This will set up a symlink in main repo's apps/node_modules/ to point at your local changes.

Run

yarn run build

in this repo, and then the main repo's apps build should pick the changes up next time it builds.

If you are running yarn start for continuous builds in the main repo, it will pick up the changes once the build in this repo has completed.

Building changes for a local Code Studio

In main repo:

bin/dashboard-server 

In main repo's apps/ directory:

yarn start 

If you see an error, run yarn before running yarn start again.

In this repo:

yarn run build

Then the local Code Studio apps build will pick up changes.

See AI Lab changes at http://localhost-studio.code.org:3000/s/allthethings/stage/43/puzzle/1.

Note that running yarn start will erase this build, and so for now it seems best to alternate between using yarn start for testing the standalone build, and using yarn run build to make a single build for consumption by the main repo.

Publishing a new version

Once we want the official main repo build to get the latest updates from this repo, we need to publish the changes.

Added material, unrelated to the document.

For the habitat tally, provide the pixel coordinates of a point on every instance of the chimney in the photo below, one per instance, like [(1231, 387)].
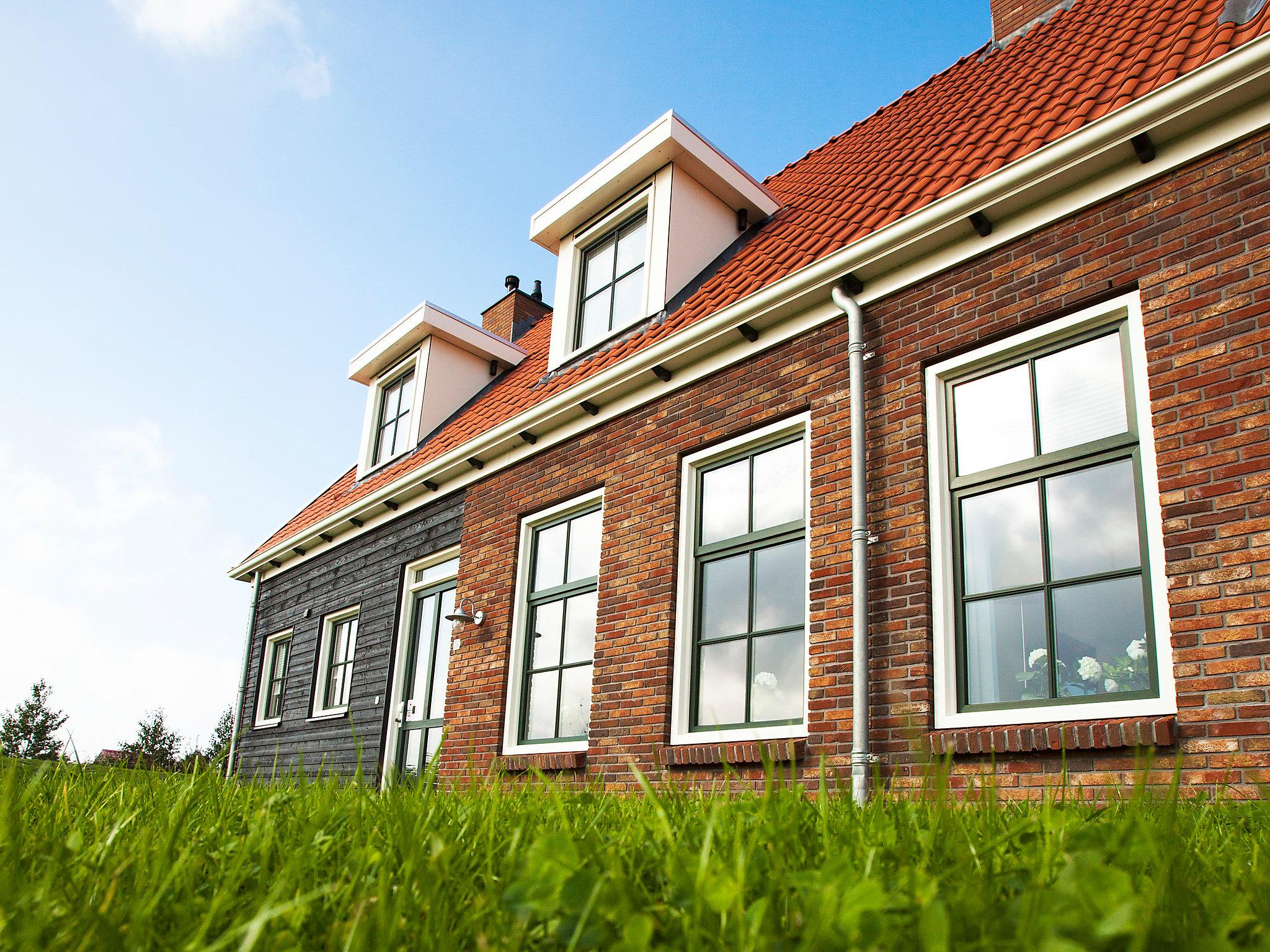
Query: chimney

In this repo, modify package.json with the incremented version number.

Then produce a build:

npm run build

Then publish the build, skipping the option to adjust the build version. User name and password for shared account are available in password manager:

yarn publish

Then commit the changed package.json for posterity.

In the main repo, modify package.json to use the new version of ml-playground.

Pick up the new version:

yarn

Then commit the changed package.json and yarn.lock files so that the official build pipeline uses the new version.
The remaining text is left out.